Other than that hiccough I think the regret bound basically goes through. But why am I not concerned about the suboptimality of SGD?

• To the extent that SGD can’t find the optimum, it hurts the performance of both the aligned model and the unaligned model. In some sense what we really want is a regret bound compared to the “best learnable model,” where the argument for a regret bound is heuristic but seems valid.
• Moreover, a satisfactory alignment scheme already needs to explain why finding the aligned model M* is not much harder than finding the unaligned model M. And that’s basically what we need in order to argue that SGD has a regret bound relative to M*.

Overall I’m prepared to revise my view if the empirical evidence suggests that online bounds are problematic, but so far all the experiments I’m aware of are broadly consistent with the theoretical picture.

The other slight subtlety in section 7 is that we care about the regret between the actual model M[t] and the aligned version M*[t], whereas we conventionally define regret relative to some fixed target model.
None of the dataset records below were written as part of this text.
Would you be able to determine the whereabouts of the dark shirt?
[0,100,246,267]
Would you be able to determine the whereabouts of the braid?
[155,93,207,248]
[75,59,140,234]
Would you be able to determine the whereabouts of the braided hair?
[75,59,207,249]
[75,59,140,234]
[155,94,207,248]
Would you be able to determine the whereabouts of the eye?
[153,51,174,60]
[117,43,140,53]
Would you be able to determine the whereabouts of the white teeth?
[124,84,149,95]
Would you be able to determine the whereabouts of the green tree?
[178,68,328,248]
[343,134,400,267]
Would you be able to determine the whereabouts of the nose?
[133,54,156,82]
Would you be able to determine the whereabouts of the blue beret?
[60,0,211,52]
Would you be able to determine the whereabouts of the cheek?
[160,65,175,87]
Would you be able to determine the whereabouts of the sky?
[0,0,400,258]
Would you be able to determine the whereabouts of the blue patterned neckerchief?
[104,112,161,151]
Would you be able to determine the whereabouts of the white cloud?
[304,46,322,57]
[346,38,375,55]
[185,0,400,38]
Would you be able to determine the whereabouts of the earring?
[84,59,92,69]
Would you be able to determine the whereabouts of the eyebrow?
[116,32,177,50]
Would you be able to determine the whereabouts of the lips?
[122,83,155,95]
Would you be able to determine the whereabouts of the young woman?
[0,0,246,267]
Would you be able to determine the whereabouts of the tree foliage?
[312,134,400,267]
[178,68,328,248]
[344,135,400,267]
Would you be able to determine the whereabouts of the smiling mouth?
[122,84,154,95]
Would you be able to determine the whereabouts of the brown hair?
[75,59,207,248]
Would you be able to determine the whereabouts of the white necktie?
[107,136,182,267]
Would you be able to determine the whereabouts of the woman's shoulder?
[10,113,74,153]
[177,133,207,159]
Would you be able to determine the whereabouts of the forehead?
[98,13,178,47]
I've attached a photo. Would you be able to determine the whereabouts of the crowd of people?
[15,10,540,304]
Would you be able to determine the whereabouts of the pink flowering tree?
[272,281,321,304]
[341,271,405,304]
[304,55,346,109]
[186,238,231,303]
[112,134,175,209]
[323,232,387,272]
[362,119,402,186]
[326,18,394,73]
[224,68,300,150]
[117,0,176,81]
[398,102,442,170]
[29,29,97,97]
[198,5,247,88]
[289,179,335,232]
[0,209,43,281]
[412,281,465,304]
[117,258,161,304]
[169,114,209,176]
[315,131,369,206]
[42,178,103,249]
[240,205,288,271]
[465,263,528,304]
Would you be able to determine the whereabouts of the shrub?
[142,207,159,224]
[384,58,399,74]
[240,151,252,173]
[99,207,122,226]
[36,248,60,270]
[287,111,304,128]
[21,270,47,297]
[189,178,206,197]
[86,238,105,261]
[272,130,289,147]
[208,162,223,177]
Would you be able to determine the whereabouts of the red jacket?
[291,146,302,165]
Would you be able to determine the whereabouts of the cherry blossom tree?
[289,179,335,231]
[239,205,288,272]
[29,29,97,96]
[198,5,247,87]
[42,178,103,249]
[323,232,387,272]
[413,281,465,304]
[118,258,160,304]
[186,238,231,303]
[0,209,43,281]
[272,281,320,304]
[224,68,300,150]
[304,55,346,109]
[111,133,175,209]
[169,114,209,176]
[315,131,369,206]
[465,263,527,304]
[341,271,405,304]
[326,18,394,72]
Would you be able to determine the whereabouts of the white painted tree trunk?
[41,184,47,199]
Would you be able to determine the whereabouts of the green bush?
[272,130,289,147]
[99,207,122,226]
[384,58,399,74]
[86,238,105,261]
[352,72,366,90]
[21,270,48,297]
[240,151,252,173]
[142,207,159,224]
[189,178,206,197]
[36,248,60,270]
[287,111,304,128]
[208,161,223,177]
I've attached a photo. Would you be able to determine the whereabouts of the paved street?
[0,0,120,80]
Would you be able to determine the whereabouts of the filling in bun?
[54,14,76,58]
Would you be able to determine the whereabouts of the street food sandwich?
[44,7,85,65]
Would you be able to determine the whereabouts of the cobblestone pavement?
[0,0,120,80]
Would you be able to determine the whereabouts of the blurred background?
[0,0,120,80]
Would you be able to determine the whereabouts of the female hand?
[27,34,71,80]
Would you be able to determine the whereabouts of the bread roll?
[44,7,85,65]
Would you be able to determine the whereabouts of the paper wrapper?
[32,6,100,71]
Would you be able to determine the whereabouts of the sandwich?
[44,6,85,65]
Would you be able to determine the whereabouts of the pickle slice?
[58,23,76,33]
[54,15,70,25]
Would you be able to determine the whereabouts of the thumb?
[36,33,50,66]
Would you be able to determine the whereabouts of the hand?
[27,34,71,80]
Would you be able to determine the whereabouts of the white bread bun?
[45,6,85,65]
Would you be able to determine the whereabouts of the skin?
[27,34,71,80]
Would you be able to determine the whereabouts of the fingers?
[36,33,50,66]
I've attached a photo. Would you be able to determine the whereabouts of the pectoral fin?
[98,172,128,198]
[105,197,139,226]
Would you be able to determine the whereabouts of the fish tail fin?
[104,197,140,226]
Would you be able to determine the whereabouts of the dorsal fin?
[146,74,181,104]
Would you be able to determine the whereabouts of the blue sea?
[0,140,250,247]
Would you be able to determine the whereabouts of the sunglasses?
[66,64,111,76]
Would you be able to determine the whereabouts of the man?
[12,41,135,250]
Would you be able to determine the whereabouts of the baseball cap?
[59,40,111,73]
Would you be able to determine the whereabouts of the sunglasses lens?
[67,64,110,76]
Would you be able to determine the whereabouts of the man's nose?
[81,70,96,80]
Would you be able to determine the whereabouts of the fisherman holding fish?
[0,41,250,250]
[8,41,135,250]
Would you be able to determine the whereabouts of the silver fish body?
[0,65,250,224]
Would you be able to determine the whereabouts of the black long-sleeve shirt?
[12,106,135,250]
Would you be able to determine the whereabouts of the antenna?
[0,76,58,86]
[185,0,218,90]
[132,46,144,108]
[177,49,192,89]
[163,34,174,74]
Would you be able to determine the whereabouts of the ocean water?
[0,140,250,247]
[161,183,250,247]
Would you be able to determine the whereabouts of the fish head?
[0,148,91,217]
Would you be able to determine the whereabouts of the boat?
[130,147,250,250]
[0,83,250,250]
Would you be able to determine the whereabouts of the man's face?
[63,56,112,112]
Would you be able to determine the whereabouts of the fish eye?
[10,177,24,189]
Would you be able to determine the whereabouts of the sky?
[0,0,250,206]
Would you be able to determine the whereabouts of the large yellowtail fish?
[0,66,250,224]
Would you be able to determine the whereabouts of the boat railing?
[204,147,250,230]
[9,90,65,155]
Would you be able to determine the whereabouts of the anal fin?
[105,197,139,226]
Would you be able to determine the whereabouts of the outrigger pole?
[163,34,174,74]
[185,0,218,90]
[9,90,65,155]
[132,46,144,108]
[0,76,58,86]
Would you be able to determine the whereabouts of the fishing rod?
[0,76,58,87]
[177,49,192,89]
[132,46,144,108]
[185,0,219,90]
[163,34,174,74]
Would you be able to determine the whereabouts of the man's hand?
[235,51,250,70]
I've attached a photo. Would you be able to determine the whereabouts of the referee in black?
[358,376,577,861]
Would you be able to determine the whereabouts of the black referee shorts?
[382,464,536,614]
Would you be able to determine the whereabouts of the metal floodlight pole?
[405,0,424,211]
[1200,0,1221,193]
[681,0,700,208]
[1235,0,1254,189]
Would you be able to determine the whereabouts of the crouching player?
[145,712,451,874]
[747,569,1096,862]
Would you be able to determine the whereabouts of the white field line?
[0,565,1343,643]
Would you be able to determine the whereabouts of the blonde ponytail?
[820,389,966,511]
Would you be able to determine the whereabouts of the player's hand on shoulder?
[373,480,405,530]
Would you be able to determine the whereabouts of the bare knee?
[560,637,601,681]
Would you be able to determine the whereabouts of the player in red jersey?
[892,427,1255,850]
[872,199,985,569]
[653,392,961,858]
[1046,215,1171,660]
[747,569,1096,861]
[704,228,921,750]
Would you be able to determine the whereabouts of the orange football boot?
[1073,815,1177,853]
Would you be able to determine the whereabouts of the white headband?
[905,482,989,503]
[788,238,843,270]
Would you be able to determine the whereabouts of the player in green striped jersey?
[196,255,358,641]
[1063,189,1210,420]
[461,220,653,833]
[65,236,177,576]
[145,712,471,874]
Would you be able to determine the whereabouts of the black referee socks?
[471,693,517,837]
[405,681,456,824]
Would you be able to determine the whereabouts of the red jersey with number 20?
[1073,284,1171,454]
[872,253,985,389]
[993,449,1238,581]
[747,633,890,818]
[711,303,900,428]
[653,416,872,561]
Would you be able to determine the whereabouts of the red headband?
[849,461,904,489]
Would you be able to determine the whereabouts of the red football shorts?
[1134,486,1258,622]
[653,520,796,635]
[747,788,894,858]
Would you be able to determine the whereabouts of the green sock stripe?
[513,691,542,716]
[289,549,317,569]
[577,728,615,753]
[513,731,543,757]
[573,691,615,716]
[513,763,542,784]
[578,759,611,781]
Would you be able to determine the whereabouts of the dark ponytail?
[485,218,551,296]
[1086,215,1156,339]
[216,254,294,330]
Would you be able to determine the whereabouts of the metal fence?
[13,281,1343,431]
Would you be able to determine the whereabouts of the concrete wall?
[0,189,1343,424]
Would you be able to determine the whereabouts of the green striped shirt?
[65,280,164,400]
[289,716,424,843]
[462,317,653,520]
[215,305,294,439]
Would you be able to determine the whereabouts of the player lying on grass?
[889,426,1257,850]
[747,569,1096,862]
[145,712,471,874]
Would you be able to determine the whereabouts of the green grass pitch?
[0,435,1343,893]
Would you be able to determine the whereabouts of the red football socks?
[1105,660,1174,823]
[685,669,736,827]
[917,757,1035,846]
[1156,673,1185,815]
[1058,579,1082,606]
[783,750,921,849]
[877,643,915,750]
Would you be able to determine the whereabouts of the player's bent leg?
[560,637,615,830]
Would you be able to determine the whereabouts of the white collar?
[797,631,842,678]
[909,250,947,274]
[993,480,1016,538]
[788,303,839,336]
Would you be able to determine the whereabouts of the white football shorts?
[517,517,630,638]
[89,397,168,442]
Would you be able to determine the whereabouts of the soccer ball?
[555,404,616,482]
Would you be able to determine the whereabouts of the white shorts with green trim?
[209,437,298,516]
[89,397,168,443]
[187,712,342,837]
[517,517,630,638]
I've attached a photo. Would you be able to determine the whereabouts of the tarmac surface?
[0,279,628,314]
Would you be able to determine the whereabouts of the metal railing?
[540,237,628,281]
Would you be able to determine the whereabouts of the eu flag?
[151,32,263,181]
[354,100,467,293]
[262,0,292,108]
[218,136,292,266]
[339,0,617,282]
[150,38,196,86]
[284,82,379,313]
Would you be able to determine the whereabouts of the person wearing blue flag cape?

I’m not concerned about this either: (i) regret bounds that compare the actual model M to the best transformed model can be obtained by similar methods, (ii) for our purposes we’d also be fine just bounding our regret compared to the single maximally-competent aligned model at the end of training (although I actually expect that to be somewhat harder).

Overall I don’t think this is completely straightforward, but I think it looks good enough that the main difficulty is probably finding a good objective. I’d personally want to start thinking about these more technical issues only after we’ve solved the thornier conceptual issues.